Mining Front Stability Assessment Using Diametrical Core Deformation Analysis And Numerical Modelling
Sponsor: Natural Resources Canada, Newmont, Ministry of Economics and Innovation of Quebec
PhD Thesis, Yizhuo Li
Regularly estimating mining-induced stress is crucial due to variations in stress depending on many factors like depth, proximity to geological structures, and the history, geometry, and orientation of excavations with respect to principal in-situ stresses. As mining operations progress, the stresses near drifts, ramps, and sill drives continually change. These dynamic changes can significantly impact mining stability, potentially leading to various forms of rock failure. Mature in-situ stress measurement techniques are not well-suited for this task because of their high cost and time-consuming, typically conducted only a few times throughout the lifespan of a mining project. Consequently, there arises a need for a simple and practical technique that can provide rapid stress information. The use of a core-based stress estimation method is considered to have potential, as it can be frequently implemented at the mine site with only on-site sample collection required.
This study focuses on the development of near field stress estimation technique using the rock cores. Specifically, local stress field is predicted through the diametrical core deformation. The thesis begins with a comprehensive review of the underground stress measurement methods, along with the discussion of their merits and limitations. The review suggests that the diametrical core deformation analysis is superior to other methods. Following the literature review, a laboratory test system for measuring core diametrical deformation is developed. The test apparatus is designed to continuously measure the core diameters in 360 degrees for the most common sizes of exploration rock cores. Rock cores from two case study mines were used to determine differential stresses using this developed system. It reveals the feasibility of designed measuring system and application of diametrical core deformation analysis in hard rock mines.
A new analytical model is developed based on the core deformation analysis, enabling the determination of planar major and minor principal stresses near the mining front. Verification of the developed analytical model is done by comparison with reported laboratory experiment results, showing good alignment between the estimated stress from the analytical model and the actual applied stress in the laboratory experiments.

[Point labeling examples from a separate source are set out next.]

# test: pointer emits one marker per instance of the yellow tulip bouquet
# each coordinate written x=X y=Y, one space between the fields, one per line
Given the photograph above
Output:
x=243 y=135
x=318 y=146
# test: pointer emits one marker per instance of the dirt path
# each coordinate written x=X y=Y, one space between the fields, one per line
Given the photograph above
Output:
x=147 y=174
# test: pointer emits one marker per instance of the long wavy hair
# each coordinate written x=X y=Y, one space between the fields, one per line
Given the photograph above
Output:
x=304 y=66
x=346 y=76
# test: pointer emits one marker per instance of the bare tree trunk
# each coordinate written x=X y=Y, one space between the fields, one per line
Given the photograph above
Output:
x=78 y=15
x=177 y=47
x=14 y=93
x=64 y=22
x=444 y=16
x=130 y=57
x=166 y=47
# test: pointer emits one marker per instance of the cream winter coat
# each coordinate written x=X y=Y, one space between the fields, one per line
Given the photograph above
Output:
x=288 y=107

The analytical model is then extended to practical applications. The diametrical core deformation technique (DCDT) is applied to an operating gold mine. The near field stresses are estimated and serve for the validation of DCDT through previous field measurements and numerical modelling. Finally, the demonstration of DCDT in practice for local stress field predication and mining front stability assessment is carried out at another underground gold mine using laboratory measurement of extracted rock core and numerical modelling of the local area of the field experiment.